According to the agreement filed with the federal bankruptcy court in November, vice presidents and senior vice presidents will receive nine months of salary upon leaving the company. Directors, senior directors, scientists and senior scientists receive six months. All other plan participants above a certain salary grade, or who are in a "key employee retention program," will receive four months.
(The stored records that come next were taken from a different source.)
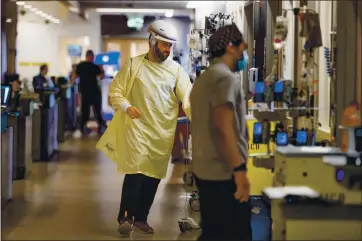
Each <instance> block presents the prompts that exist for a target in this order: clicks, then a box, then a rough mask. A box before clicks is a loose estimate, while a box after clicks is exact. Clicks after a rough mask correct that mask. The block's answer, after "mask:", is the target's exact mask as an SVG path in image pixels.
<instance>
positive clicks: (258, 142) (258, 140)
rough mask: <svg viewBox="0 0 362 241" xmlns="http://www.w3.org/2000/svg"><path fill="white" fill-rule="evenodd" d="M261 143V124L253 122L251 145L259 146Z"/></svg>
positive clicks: (261, 132) (261, 129)
mask: <svg viewBox="0 0 362 241" xmlns="http://www.w3.org/2000/svg"><path fill="white" fill-rule="evenodd" d="M262 142H263V123H262V122H255V123H254V128H253V144H261V143H262Z"/></svg>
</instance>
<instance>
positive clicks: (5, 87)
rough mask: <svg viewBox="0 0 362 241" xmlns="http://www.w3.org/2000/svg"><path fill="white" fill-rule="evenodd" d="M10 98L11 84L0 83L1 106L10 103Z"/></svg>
mask: <svg viewBox="0 0 362 241" xmlns="http://www.w3.org/2000/svg"><path fill="white" fill-rule="evenodd" d="M10 100H11V86H10V85H2V86H1V106H2V107H7V106H9V105H10Z"/></svg>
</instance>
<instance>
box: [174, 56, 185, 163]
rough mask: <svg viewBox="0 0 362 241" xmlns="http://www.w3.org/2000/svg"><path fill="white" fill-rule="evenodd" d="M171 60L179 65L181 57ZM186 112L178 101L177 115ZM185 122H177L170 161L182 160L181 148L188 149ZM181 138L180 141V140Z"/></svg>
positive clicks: (176, 161)
mask: <svg viewBox="0 0 362 241" xmlns="http://www.w3.org/2000/svg"><path fill="white" fill-rule="evenodd" d="M172 59H173V61H175V62H176V63H178V64H180V65H181V59H180V57H179V56H174V57H173V58H172ZM185 116H186V113H185V112H184V111H183V109H182V102H181V101H180V102H179V112H178V117H185ZM188 134H189V133H187V126H186V124H177V126H176V134H175V139H174V144H173V148H172V152H171V161H172V163H177V162H179V161H182V158H183V157H182V149H185V150H187V149H188V139H189V136H188ZM181 139H182V142H181Z"/></svg>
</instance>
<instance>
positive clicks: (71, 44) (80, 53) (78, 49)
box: [68, 44, 82, 57]
mask: <svg viewBox="0 0 362 241" xmlns="http://www.w3.org/2000/svg"><path fill="white" fill-rule="evenodd" d="M68 55H69V57H81V56H82V46H81V45H73V44H71V45H68Z"/></svg>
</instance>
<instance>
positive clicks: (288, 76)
mask: <svg viewBox="0 0 362 241" xmlns="http://www.w3.org/2000/svg"><path fill="white" fill-rule="evenodd" d="M296 2H297V1H295V2H293V4H296ZM293 4H292V3H291V2H290V1H283V2H282V9H293V7H294V6H293ZM294 18H295V17H294V13H293V12H292V11H287V19H288V35H287V39H286V40H285V45H284V55H285V59H284V60H283V69H282V76H281V77H282V78H284V79H287V80H293V64H294Z"/></svg>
The management team at Excite@Home has undergone considerable turnover in the last year. Previous executives at the top vice president level have made between $250,000 and $300,000 a year, making the top departing executives possibly eligible for hundreds of thousands of dollars.

Chief Executive Officer Patti Hart is not explicitly included in the bankruptcy court agreement. But her contract, as detailed in documents filed with federal regulators, includes a provision saying that if she is "terminated without formal cause" she will receive a full year of her $550,000 salary, plus a bonus.